Persistent Double Counting Problems
However, even if a consistent system of accounting rules is devised that conceptually eliminates double counting, double counting may technically still occur to some extent.
The first and most obvious reason is that, in actual accounting practice, boundary problems arise, because a flow of expenditures might be interpreted in different ways, from an accounting point of view. Sometimes, it will not be altogether clear which category a flow of expenditure belongs to exactly, it may not "fit" exactly into a category, or, it is technically impossible to separate out different flows in financial data, in such a way that is required by the social accounting system. This may mean that a flow is, in part or as a whole, inadvertently counted twice, because of difficulties with the data sources.
We might, for example, be easily able to identify an expenditure, yet this expenditure may not tally with the corresponding income that should exist, insofar as we can identify it (or vice versa). In that case, we have to make some assumptions or imputations based on what we do know, or can observe. Yet, some statistical discrepancies may remain.
Another reason has to do with the complexities of trade, in particular trade in services and international trade. Not only can it be difficult to correctly identify, survey and allocate particular financial incomes and expenditures, but also revaluations of assets occur, creating problems of how to value goods and services as such.
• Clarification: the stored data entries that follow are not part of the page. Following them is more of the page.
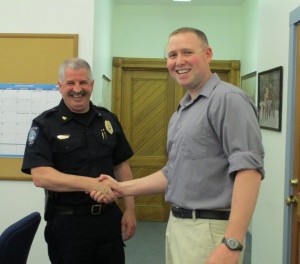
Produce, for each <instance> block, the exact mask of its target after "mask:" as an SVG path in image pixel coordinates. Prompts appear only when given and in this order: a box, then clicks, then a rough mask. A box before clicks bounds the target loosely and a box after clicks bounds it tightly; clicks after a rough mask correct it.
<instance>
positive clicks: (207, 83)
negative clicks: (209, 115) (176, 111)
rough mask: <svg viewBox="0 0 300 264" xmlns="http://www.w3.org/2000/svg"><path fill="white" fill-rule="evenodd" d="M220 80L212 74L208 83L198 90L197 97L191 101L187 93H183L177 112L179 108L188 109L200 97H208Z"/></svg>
mask: <svg viewBox="0 0 300 264" xmlns="http://www.w3.org/2000/svg"><path fill="white" fill-rule="evenodd" d="M220 81H221V80H220V78H219V76H218V75H217V74H216V73H213V74H212V75H211V77H210V78H209V79H208V81H207V82H206V83H205V84H204V86H203V87H202V89H201V90H200V92H199V94H198V95H197V97H196V98H195V99H194V100H192V99H191V96H190V95H189V93H188V92H186V93H185V95H184V96H183V98H182V99H181V101H180V103H179V105H178V108H177V111H178V110H179V109H180V107H181V106H185V107H186V108H187V107H190V106H191V105H192V104H194V103H196V102H197V101H198V100H199V99H200V98H201V97H209V96H210V95H211V93H212V91H213V90H214V89H215V87H216V85H217V84H218V83H219V82H220Z"/></svg>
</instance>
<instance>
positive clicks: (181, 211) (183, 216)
mask: <svg viewBox="0 0 300 264" xmlns="http://www.w3.org/2000/svg"><path fill="white" fill-rule="evenodd" d="M172 207H173V208H174V209H175V211H177V212H179V213H180V216H179V217H180V218H184V215H183V209H182V208H181V207H179V206H178V205H176V204H172Z"/></svg>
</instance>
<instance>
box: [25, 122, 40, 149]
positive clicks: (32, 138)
mask: <svg viewBox="0 0 300 264" xmlns="http://www.w3.org/2000/svg"><path fill="white" fill-rule="evenodd" d="M38 135H39V128H38V127H32V128H30V130H29V132H28V138H27V143H28V146H29V147H31V146H32V145H33V144H34V142H35V140H36V139H37V138H38Z"/></svg>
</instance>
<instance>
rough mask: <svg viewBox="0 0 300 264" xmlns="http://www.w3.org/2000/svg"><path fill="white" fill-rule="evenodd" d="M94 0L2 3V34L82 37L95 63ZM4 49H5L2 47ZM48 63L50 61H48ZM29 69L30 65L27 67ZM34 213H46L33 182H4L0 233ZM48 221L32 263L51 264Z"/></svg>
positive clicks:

At the highest level, due to the expansion of foreign trade, a fraction of local value-added may consist of the local inflation of foreign-produced value-added, simply because imported foreign products are resold locally, at inflated prices, without any corresponding additional local production occurring. This may not necessarily create problems of double counting locally, but if we want to estimate world GDP, we may face double counting problems of some kind.